Another HBM2 benefit is native support for error correcting code (ECC) funtionality, which provides higher reliability for technical computing applications that are sensitive to data corruption, such as in large-scale clusters and supercomputers, where GPUs process large datasets with long application run times.

ECC technology detects and corrects single-bit soft errors before they affect the system. In comparison, GDDR5 does not provide internal ECC protection of the contents of memory and is limited to error detection of the GDDR5 bus only: Errors in the memory controller or the DRAM itself are not detected.

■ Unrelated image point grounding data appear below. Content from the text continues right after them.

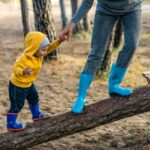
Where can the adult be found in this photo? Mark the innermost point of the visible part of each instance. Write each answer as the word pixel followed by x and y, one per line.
pixel 106 14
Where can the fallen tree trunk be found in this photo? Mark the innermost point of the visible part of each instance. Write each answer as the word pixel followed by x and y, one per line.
pixel 99 113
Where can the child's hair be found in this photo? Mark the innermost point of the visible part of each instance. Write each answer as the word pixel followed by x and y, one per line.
pixel 44 43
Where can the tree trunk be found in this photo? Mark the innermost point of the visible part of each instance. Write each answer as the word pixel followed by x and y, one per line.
pixel 44 21
pixel 97 114
pixel 63 13
pixel 25 16
pixel 74 7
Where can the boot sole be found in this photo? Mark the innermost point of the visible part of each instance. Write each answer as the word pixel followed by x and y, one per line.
pixel 41 118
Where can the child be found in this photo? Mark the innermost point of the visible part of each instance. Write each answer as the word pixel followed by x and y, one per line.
pixel 24 73
pixel 146 75
pixel 106 14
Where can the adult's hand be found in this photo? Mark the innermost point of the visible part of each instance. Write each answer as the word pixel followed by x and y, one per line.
pixel 67 31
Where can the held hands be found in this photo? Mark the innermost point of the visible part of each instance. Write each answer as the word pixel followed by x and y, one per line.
pixel 67 31
pixel 27 71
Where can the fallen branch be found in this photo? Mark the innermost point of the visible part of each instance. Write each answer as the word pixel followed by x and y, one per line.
pixel 97 114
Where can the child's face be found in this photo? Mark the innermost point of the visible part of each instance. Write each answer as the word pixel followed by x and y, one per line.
pixel 42 52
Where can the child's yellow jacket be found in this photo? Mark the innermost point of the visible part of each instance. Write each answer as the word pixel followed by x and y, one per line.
pixel 32 42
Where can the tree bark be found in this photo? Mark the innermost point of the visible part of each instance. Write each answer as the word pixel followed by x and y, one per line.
pixel 44 21
pixel 97 114
pixel 25 16
pixel 63 13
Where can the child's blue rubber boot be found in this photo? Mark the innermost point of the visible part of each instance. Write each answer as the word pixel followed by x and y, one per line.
pixel 115 78
pixel 85 81
pixel 36 113
pixel 12 125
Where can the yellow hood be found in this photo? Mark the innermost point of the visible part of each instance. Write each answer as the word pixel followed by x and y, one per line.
pixel 33 41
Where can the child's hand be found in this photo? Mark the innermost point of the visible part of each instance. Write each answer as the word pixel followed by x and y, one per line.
pixel 27 71
pixel 62 38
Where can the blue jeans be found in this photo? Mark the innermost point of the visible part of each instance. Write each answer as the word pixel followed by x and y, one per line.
pixel 103 26
pixel 18 96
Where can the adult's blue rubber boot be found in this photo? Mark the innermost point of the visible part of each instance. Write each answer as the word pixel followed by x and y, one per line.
pixel 36 113
pixel 85 81
pixel 12 125
pixel 115 78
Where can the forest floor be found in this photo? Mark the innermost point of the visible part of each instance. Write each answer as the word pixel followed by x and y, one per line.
pixel 57 85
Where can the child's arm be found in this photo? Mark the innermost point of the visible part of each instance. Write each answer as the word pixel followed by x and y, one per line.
pixel 18 70
pixel 55 44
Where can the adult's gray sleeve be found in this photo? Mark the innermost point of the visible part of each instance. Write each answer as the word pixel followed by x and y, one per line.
pixel 83 10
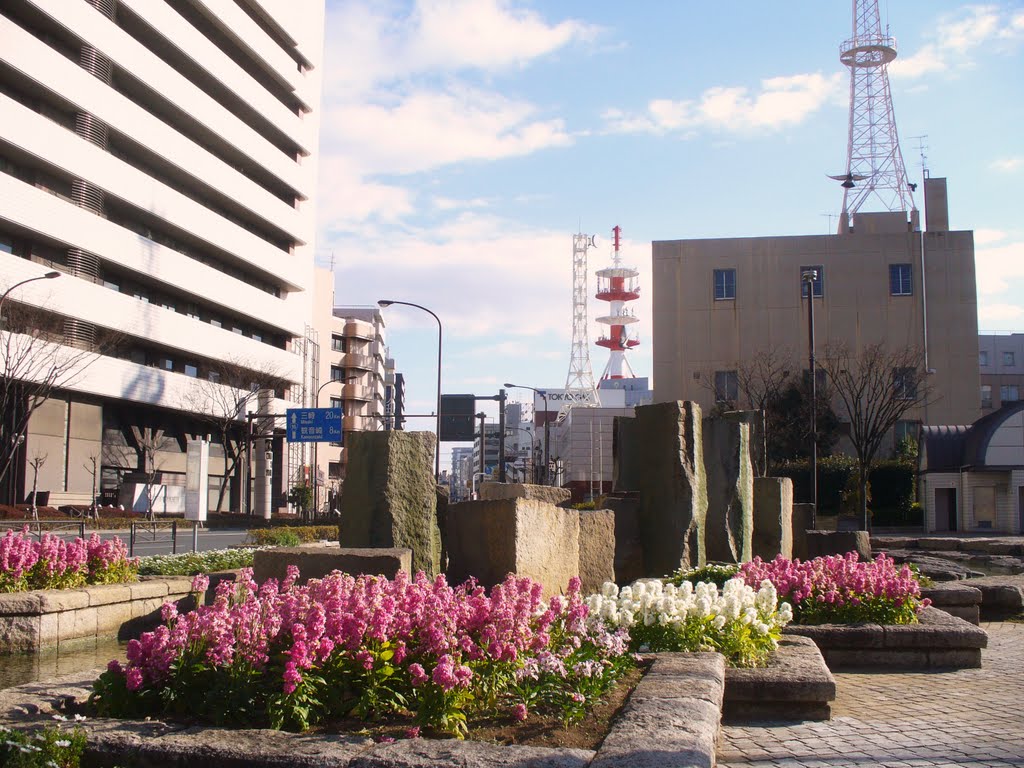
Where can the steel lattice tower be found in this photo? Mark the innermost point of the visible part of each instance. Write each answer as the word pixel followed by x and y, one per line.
pixel 875 164
pixel 580 382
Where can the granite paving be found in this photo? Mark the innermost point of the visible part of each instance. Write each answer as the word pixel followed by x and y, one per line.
pixel 904 720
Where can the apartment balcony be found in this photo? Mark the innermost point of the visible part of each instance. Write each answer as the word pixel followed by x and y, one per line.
pixel 359 361
pixel 356 392
pixel 359 330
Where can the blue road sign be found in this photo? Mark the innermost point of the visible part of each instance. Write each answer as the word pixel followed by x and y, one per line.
pixel 314 425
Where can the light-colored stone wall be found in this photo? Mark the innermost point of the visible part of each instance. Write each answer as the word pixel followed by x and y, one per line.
pixel 694 335
pixel 30 621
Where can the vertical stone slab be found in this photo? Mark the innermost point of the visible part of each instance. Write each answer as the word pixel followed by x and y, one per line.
pixel 730 488
pixel 672 484
pixel 772 517
pixel 389 496
pixel 528 538
pixel 597 548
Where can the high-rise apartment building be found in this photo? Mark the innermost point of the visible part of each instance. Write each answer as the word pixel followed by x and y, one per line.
pixel 161 155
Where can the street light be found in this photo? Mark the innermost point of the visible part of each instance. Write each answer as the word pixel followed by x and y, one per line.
pixel 47 275
pixel 547 424
pixel 808 276
pixel 383 303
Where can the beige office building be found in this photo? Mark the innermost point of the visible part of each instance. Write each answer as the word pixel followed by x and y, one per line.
pixel 719 302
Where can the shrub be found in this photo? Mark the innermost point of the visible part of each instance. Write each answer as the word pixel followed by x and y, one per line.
pixel 50 748
pixel 292 656
pixel 193 563
pixel 54 563
pixel 840 589
pixel 290 536
pixel 741 624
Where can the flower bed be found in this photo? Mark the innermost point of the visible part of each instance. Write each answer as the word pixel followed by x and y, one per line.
pixel 741 624
pixel 53 563
pixel 842 589
pixel 291 656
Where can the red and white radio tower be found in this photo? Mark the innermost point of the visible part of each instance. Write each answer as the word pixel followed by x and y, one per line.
pixel 617 285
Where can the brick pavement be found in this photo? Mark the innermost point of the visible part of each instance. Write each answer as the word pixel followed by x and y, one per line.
pixel 970 718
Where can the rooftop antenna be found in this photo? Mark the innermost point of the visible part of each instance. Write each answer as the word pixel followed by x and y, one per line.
pixel 872 150
pixel 580 386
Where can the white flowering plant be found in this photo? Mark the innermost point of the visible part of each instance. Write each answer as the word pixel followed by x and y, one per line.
pixel 737 621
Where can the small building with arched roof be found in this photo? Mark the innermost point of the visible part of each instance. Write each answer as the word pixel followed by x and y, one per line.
pixel 971 478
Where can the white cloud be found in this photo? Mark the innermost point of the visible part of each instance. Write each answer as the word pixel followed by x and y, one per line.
pixel 1007 165
pixel 779 101
pixel 955 37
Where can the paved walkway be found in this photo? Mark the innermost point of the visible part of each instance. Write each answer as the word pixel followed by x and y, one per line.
pixel 970 718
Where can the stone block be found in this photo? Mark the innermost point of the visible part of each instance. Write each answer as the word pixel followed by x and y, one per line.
pixel 597 548
pixel 389 497
pixel 19 603
pixel 673 486
pixel 629 552
pixel 493 492
pixel 729 474
pixel 772 517
pixel 821 543
pixel 51 601
pixel 489 540
pixel 425 753
pixel 110 593
pixel 803 514
pixel 18 633
pixel 317 561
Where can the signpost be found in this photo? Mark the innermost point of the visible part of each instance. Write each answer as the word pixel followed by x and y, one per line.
pixel 313 425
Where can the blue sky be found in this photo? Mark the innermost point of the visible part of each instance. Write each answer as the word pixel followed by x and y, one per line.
pixel 464 141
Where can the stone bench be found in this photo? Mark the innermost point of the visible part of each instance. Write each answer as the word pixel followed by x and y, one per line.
pixel 795 685
pixel 937 641
pixel 46 619
pixel 316 560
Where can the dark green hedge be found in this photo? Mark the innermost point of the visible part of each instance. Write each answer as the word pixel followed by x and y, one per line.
pixel 892 485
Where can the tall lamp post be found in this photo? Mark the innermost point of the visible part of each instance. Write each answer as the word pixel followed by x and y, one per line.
pixel 547 426
pixel 808 276
pixel 383 303
pixel 47 275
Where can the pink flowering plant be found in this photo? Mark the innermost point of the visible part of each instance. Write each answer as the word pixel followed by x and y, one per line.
pixel 842 589
pixel 53 563
pixel 293 656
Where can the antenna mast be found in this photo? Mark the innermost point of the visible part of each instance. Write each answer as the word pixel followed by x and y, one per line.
pixel 580 386
pixel 872 152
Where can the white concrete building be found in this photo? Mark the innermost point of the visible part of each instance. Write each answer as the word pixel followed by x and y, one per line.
pixel 162 157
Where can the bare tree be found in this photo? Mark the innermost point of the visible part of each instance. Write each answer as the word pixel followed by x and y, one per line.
pixel 222 400
pixel 875 388
pixel 36 462
pixel 33 366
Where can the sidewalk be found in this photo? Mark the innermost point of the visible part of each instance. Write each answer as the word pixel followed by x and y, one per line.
pixel 965 718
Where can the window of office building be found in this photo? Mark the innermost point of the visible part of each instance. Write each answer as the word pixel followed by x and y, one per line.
pixel 726 386
pixel 900 280
pixel 725 284
pixel 819 280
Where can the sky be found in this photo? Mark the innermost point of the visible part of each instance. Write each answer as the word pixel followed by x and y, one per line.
pixel 463 143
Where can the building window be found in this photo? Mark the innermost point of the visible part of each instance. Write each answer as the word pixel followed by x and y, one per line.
pixel 725 284
pixel 900 280
pixel 819 281
pixel 986 395
pixel 726 386
pixel 905 383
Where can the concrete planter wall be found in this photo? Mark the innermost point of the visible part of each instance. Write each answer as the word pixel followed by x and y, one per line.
pixel 47 619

GK110 Kepler GPUs offered ECC protection for GDDR5 by allocating some of the available memory for explicit ECC storage. 6.25% of the overall GDDR5 is reserved for ECC bits. In the case of a 12 GB Tesla K40 (for example), 750 MB of its total memory is reserved for ECC operation, resulting in 11.25 GB (out of 12 GB) of available memory with ECC turned on for Tesla K40. Also, accessing ECC bits causes a small decrease in memory bandwidth compared to the non-ECC case. Since HBM2 supports ECC natively, Tesla P100 does not suffer from the capacity overhead, and ECC can be active at all times without a bandwidth penalty. Like the GK110 GPU, the GP100 GPU’s register files, shared memories, L1 cache, L2 cache, and the Tesla P100 accelerator’s HBM2 DRAM are protected by a Single‐Error Correct Double‐Error Detect (SECDED) ECC code.